Most men prosecuted under this clause are convicted on their own confession, or that of an accomplice turning Queen's evidence, and it has been suggested that no less than 90 per cent of cases of successful blackmail involve a threat to disclose such an offence.* There are even cases where a man has come forward to disclose blackmail by criminals, yet prosecution has followed against him for gross indecency. Thus a man cannot confidently expose a blackmailer without the possibility of incurring prosecution, perhaps for an entirely private act with the blackmailer himself.

Recent Developments. In the House of Commons debate on the Wolfenden Report, 29th June 1960, Mr. Anthony Greenwood drew attention to the fact that the Home Secretary holds meetings of Chief Constables in the course of his duties and that prosecutions are generally their responsibility. He hoped that it might be put to them that prosecutions in future would be confined to cases where public decency or the morals of minors were violated. Mr. Butler gave no such undertaking, but did not dissent from the suggestion.

It seems that the Government's present attitude to reform has been that the time is not yet ripe for legislation, the chief reasons being that:

1. (As is the case) the majority of M.P.s are not. in favour of early legislation, and

2. The present Act is on the statute book (even if it would not now be passed in its present form) and to remove it might seem to give moral approval to the acts prohibited.

A private Member's bill to reform the law was introduced in March 1962 by Mr. Leo Abse, M.P. for Pontypool. It was talked out, but public comment was far more sympathetic than that which followed the 1960 debate.

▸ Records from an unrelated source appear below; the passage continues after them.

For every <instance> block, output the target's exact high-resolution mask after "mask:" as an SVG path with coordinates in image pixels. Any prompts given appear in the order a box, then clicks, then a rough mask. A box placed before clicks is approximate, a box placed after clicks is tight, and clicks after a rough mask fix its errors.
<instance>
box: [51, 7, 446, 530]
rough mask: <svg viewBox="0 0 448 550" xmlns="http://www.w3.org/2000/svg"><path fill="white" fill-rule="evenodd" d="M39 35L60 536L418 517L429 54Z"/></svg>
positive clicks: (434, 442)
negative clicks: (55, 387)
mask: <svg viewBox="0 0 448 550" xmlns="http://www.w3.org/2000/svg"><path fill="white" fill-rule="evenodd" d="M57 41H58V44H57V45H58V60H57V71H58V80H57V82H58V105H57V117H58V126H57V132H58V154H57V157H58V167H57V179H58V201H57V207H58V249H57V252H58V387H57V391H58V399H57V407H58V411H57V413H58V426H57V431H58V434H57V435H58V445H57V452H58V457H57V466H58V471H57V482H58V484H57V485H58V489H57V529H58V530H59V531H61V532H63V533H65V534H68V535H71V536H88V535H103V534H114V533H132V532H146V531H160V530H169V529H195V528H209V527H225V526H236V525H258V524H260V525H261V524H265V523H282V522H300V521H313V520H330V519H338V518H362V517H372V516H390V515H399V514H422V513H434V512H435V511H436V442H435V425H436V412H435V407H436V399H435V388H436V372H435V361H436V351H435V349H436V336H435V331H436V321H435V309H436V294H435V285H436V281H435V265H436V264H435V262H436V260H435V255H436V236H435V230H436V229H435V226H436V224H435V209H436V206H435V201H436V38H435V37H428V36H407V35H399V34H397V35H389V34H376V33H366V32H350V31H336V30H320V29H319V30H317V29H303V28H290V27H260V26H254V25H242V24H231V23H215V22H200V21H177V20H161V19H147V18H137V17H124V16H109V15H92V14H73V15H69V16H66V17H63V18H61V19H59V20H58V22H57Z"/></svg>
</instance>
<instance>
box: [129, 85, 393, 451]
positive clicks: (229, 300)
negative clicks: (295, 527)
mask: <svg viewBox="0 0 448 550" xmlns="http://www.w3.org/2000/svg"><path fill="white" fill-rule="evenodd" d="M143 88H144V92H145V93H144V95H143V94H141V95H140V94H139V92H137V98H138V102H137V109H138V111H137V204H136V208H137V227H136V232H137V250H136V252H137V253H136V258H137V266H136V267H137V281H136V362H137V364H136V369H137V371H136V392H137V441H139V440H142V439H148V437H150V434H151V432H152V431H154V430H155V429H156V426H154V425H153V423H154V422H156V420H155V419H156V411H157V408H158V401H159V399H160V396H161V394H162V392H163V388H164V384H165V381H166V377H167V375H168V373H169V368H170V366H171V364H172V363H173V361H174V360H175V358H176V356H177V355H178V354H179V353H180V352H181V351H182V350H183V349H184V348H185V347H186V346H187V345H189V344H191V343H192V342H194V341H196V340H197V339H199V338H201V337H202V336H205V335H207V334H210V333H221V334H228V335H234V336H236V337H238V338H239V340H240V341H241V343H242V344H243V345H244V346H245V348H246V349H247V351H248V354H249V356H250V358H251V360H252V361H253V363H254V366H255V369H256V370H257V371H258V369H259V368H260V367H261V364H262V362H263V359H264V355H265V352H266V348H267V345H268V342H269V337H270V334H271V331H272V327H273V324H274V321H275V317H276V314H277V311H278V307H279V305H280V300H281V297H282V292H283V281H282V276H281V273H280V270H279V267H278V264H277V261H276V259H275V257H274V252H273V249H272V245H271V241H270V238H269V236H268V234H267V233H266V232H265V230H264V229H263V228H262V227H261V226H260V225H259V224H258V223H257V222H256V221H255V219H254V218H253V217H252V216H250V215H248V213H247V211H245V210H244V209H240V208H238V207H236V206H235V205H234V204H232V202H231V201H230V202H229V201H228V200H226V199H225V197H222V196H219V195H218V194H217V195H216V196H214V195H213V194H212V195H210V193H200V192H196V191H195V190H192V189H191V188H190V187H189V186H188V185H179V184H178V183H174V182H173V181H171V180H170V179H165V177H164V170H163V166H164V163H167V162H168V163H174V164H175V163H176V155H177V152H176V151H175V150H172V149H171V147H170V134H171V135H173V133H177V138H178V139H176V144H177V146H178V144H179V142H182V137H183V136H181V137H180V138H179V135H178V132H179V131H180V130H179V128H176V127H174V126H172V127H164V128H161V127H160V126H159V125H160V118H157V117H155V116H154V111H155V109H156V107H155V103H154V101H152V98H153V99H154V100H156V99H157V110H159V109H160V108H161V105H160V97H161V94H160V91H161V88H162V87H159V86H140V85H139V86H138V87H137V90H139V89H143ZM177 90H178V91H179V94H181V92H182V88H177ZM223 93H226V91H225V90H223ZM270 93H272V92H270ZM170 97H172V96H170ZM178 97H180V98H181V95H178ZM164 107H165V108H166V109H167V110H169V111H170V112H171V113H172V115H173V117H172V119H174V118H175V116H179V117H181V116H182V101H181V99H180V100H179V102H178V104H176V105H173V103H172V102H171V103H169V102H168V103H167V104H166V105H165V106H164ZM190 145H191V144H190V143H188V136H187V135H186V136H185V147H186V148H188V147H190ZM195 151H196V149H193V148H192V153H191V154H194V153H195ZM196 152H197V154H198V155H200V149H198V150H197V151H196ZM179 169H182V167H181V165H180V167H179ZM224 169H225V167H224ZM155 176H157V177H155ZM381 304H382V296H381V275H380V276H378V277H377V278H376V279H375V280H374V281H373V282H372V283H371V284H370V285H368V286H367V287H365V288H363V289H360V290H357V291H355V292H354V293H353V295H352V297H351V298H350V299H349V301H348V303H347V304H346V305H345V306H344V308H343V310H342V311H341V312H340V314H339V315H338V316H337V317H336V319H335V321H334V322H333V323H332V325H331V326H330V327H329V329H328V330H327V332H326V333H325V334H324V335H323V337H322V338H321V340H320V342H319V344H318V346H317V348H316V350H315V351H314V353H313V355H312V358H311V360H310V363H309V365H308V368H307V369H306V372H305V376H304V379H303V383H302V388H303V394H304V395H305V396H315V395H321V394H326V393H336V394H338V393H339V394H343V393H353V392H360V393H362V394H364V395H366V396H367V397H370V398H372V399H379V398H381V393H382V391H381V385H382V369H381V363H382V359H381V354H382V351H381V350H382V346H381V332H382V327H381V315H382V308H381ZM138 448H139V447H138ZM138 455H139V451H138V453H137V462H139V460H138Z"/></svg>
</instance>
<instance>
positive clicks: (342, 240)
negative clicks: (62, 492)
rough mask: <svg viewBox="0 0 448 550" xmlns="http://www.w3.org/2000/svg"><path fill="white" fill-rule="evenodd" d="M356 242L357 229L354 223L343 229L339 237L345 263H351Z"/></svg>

Most English-speaking countries have followed England in having legislation similar to this "gross indecency" section. Continental and other countries have never had similar legislation. Austria has recently provided by statute for an age of consent of 18 years. The Wolfenden Committee, appointed by the Home Secretary, reported in 1957 as its principal recommendation on homosexuality that acts between consenting adults in private should no longer be a criminal offence. It also recommended inter alia that questions relating to "consent" and "in private" be decided by the same criteria as apply in the case of heterosexual acts between adults; that except for some

* (Medicine and the Law: Journal of Mental Science, 1954 100, 35: Rt. Hon. The Lord Jowitt.)